Franchot also promised there would be relatively few exemptions for parents to opt their children out of the mandate.
“It be would be similar to polio, measles-whatever restrictions are on there. But they are relatively limited. I would not have any expansive, kind of philosophical objection. I don’t believe in that. This is a public safety threat. We are going to meet it. And we should meet it emphatically. We need to put the threat of the virus behind us.”
Jon Baron was the first gubernatorial candidate to call for vaccine mandates in schools, but his proposal was limited to students 16 years of age and older.
Cockburn will be the first to warn these candidates that going all-in on restrictive COVID policies, particularly in regards to children, will not be a popular position.

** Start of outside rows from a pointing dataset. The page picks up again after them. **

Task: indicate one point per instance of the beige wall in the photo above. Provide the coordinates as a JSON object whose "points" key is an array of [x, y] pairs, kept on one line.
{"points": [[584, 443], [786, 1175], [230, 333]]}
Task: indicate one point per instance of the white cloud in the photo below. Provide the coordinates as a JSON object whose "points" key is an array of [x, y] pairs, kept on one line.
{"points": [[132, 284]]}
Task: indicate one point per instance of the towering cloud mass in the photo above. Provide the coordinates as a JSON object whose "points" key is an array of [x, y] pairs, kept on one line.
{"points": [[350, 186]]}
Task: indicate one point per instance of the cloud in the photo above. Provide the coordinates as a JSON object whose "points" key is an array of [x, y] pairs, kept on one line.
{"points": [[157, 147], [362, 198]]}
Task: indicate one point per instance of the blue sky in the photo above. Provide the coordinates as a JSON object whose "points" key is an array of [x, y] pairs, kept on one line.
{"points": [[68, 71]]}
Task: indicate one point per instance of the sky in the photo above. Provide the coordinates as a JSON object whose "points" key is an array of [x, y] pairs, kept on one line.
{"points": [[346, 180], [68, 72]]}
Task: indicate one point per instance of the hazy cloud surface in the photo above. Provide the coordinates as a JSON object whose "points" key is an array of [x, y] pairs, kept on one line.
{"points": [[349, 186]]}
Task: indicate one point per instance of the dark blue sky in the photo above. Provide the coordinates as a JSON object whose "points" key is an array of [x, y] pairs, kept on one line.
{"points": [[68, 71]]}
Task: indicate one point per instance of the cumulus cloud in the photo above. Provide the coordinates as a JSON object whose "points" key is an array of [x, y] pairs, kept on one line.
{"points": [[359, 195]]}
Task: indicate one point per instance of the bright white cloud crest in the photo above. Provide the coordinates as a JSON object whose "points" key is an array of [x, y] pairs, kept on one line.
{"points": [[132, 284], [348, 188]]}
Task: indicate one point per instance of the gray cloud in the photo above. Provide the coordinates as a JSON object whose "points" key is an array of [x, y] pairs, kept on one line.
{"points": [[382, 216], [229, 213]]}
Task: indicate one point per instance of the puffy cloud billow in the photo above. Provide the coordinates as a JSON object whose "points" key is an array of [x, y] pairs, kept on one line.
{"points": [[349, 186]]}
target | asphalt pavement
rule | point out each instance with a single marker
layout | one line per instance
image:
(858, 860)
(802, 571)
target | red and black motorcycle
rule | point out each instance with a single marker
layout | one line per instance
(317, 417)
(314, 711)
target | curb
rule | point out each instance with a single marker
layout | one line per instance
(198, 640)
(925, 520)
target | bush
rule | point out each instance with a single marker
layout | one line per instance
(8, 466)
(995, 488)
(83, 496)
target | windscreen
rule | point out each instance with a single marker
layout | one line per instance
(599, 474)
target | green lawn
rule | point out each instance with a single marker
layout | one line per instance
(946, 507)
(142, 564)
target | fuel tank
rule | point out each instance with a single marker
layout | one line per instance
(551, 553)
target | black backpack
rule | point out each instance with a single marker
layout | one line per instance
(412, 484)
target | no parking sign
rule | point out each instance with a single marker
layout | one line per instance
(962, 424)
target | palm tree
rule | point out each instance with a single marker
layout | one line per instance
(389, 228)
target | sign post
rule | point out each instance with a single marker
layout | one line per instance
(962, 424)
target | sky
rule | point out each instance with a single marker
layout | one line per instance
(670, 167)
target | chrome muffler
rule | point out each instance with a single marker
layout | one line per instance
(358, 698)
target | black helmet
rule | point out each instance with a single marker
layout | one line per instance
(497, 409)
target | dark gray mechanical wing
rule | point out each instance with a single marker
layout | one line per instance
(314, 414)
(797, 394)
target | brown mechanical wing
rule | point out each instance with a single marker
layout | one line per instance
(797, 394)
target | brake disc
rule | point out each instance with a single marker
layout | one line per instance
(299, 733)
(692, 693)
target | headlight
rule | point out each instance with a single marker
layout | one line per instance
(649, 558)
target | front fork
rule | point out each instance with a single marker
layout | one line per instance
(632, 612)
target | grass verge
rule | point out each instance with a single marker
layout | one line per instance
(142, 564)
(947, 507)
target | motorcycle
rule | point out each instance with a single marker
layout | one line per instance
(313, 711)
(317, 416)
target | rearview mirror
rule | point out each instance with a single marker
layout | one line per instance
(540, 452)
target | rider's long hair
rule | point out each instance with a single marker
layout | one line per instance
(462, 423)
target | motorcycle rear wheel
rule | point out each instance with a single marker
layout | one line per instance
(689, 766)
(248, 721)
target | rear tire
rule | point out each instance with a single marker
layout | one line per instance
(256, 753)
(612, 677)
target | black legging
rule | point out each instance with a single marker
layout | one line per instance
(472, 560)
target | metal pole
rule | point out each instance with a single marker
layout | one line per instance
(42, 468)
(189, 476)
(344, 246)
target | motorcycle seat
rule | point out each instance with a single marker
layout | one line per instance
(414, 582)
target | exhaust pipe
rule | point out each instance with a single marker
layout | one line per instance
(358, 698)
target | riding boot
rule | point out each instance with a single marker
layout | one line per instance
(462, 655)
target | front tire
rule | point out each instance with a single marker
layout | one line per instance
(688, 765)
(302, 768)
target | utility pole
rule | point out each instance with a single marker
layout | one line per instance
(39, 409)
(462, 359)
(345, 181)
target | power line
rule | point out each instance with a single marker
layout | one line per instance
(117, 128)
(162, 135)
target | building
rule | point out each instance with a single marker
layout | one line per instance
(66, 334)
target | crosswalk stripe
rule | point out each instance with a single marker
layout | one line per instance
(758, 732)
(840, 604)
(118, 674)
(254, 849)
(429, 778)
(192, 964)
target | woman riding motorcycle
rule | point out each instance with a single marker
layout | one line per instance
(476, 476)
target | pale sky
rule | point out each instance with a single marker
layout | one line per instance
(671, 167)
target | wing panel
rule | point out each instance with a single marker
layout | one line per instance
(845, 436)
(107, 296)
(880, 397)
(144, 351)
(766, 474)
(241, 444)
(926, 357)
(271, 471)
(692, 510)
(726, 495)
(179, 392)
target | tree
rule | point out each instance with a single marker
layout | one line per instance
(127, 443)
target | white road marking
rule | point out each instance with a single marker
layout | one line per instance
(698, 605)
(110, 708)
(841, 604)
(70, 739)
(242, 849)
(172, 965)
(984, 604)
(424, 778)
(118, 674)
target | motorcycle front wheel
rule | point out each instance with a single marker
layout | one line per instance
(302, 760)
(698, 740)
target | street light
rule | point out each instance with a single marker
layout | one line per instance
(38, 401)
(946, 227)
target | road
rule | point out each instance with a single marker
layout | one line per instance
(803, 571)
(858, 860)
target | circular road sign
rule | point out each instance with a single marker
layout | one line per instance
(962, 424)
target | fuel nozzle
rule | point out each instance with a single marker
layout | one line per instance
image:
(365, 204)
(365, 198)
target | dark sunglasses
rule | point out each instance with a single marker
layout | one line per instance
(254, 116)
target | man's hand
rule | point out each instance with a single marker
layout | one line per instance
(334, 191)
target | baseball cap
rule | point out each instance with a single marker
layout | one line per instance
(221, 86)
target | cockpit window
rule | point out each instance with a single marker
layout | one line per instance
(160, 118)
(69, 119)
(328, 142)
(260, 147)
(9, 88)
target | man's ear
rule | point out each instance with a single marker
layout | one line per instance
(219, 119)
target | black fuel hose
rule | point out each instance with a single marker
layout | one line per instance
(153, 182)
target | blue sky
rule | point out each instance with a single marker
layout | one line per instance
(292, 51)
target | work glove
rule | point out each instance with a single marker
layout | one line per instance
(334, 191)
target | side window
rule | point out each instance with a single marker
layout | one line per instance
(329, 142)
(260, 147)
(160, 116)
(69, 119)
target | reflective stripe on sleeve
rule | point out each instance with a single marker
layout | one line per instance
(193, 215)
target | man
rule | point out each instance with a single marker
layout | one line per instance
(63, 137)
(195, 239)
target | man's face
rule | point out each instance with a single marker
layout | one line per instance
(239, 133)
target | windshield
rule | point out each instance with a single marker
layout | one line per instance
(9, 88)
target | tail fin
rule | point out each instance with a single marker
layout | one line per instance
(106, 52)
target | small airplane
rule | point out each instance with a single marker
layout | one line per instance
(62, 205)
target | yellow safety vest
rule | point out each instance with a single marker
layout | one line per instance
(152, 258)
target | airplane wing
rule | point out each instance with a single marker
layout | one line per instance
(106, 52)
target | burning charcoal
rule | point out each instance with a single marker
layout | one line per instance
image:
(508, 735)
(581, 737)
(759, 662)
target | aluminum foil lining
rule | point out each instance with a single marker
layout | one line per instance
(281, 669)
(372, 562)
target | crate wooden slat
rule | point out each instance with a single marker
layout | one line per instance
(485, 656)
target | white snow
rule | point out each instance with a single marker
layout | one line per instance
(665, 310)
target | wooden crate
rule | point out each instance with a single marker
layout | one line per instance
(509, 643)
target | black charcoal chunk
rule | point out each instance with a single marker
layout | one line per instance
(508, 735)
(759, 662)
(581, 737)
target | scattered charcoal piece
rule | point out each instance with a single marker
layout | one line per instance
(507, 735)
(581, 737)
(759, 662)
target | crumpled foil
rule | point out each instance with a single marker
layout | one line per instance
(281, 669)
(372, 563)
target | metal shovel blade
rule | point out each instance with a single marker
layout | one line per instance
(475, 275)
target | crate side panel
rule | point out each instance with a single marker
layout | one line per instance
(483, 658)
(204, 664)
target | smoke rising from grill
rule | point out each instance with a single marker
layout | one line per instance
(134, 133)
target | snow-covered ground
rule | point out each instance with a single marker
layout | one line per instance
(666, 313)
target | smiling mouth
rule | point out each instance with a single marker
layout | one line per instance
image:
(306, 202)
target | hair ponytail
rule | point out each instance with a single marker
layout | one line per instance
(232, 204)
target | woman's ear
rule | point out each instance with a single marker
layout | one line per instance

Keeping kids out of schools in Loudoun County in Virginia turned it from deep blue — Biden won Loudoun by about twenty-five points — to a county that McAuliffe won by just over ten points. Could the same happen in Montgomery County, Maryland, where residents are still dealing with unreasonable mask mandates, and potentially, vaccine mandates in schools?
A Goucher College poll recently found that Marylanders are open to electing another moderate Republican like current governor Larry Hogan. It would be awfully unwise for Democrats to hand the Republican Party a bipartisan wedge issue like child vaccine mandates.